News Articles

FIRST-PERSON — Listen up: Jesse Ventura’s got a message for Christian

RICHMOND, Va. (BP)–Minnesota Gov. Jesse “The Body” Ventura, former professional wrestling star, told Playboy magazine last year that organized religion is a “sham” and a “crutch for weak-minded people.”

Well, you can’t accuse Ventura of being a typical politician. He may spend more time giving interviews than governing, but he speaks his mind. As for his knowledge of “shams” that attract “weak-minded people,” late-night comedian Jay Leno had a snappy comeback: “Gee, isn’t it good that professional wrestling isn’t like that?”

Let’s resist, however, the urge to body-slam “The Body” long enough to examine ourselves.
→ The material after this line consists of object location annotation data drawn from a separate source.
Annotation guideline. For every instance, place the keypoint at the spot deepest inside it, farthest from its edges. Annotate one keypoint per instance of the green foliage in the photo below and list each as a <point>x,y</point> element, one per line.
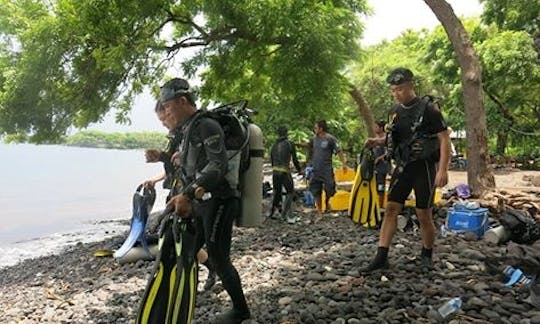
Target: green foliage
<point>137,140</point>
<point>67,63</point>
<point>519,15</point>
<point>510,75</point>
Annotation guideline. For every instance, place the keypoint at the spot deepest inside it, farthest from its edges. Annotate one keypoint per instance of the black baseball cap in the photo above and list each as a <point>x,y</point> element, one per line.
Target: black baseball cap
<point>175,88</point>
<point>399,76</point>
It’s a given that America’s cultural and media elites generally loathe Bible-believing Christians. But why do so many other folks outside the church hold us in contempt?
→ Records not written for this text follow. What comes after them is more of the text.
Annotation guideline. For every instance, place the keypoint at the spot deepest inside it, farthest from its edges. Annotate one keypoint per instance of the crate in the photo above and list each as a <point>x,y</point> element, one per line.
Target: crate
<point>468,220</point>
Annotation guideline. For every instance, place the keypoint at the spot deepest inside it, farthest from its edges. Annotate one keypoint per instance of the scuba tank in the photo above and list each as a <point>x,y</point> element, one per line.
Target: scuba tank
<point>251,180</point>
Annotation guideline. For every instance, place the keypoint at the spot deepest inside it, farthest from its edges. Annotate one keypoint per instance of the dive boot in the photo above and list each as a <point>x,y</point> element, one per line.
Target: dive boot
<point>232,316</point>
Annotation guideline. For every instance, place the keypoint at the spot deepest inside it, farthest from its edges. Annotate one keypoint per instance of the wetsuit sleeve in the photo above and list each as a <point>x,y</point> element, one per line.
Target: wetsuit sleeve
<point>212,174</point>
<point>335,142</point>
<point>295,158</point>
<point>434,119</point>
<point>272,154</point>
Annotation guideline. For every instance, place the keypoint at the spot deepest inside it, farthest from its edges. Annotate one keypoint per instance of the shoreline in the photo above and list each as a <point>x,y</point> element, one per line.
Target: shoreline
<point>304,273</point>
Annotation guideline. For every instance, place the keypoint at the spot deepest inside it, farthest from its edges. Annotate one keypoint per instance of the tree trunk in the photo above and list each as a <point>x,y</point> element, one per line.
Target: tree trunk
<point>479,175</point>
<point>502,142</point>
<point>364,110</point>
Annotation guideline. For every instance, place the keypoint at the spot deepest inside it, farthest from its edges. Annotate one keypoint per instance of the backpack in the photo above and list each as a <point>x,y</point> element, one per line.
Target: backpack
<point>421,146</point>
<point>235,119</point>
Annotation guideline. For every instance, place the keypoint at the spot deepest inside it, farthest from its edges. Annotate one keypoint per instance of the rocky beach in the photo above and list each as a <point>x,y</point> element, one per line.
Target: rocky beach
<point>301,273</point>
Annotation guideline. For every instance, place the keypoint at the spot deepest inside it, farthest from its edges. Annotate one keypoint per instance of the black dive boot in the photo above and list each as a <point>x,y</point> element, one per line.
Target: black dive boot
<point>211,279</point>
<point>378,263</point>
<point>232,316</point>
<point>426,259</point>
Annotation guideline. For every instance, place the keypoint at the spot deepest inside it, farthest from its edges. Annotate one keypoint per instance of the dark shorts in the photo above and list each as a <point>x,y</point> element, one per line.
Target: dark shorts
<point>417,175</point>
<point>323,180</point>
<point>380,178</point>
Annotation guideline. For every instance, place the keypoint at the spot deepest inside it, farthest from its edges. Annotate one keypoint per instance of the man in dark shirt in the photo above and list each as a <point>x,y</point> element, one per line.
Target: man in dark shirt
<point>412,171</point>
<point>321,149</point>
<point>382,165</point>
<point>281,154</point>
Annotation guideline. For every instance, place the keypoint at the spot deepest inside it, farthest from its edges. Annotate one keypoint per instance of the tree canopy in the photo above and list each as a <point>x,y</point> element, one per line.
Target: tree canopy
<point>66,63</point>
True, Jesus said the world would hate his children as it hated him. But he also told us to love the world as his Father does. Does the world sense God’s love in you, or your own indifference? Your right doctrine means nothing to the world — except as an object of ridicule — unless it senses his love.

Too often, American churches resemble that floating pleasure palace reportedly being built off the coast of Honduras, one of the hemisphere’s poorest nations. Builders say it will be the biggest boat in history — more than 4,300 feet long and 750 feet wide — with parks, sports centers, theaters, luxury condos. It will carry up to 115,000 wealthy residents on a perpetual (and tax-free) search for sun and fun. “An ideal place to live,” says the promo. “Friendly, safe and secure.”

Its estimated construction cost, $8.5 billion, is twice the size of the entire annual gross domestic product of Honduras. Minimum-wage workers there, who earn an average of $2.50 a day, need not apply for a cruise.

“I think the market is not really intended for Hondurans,” a spokesman for the mega-boat enterprise admitted in response to a reporter’s question. No kidding. This gives new meaning to the term “gated community.”

What is the “market” for your church? Do you throw out lifelines to the poor and the lost, drowning in an ocean of darkness? Or do you sail on in search of ever-sunnier worship services, retreats and special events — heedless of those left behind?

They’re out there, bobbing around in the cold shadows, struggling to keep their heads above the waves of life. And they’re watching you — at least the ones who even notice your existence. Some 24 million Americans reject any religious affiliation; tens of millions more are nominal church members, cult followers or embrace a vague “spirituality” that gives and demands nothing.

Guilt or sense of duty will never consistently motivate us to reach over the sides of our bright, comfortable boats into the darkness. Only the love of Christ will. If it’s missing, if we just sit on our padded deck chairs and soak up the rays, what will the drowning think of us — and our faith — as they go down for the third time? The word “sham” comes to mind.

“The cry of the people who don’t yet know [that] God has provided a Savior is [the same as] that of the disciples on the storm-tossed sea, ‘Carest thou not that we perish?'” observes Jerry Rankin, president of the Southern Baptist International Mission Board.

Jesus cares. His love starts at home — inside the boats of family and church — then moves in concentric circles to our neighbors, cities, nation — and all the nations. It’s not easy. It’s not convenient. But it’s real.

During last year’s dark, week-long Carnaval street party in Salvador, Brazil, a disheveled woman with a beer in one hand and cigarette in the other hurled abuse at Christian volunteers preaching the gospel across the street from her balcony.

“She must have screamed insults and curse words down on us for 15 minutes,” relates Southern Baptist missionary Karen Gray.

The volunteers prayed for the woman, laying hands on her building. The landlord warned them that she often had screaming fits and seemed to be under demonic influence. Yet after their prayers, she watched them from her balcony in total silence for the rest of that night — and the next.

“The Lord impressed upon me the need to physically touch her,” Gray says. “On Sunday night she came down to the street, well-groomed, and I introduced myself and shook her hand. She grunted her name at me: ‘Marcia.’ Later I again touched her arm and prayed the love of Christ would flow through me.

“On the last night, I gave her my Bible and explained that we wanted nothing from her, but only hoped she would see Jesus in us. For a long time she said nothing. Finally she called me by name and thanked me for the Bible. She got up off her stool, kissed me on both cheeks and gave me a big smile.”

Even Jesse Ventura would understand that.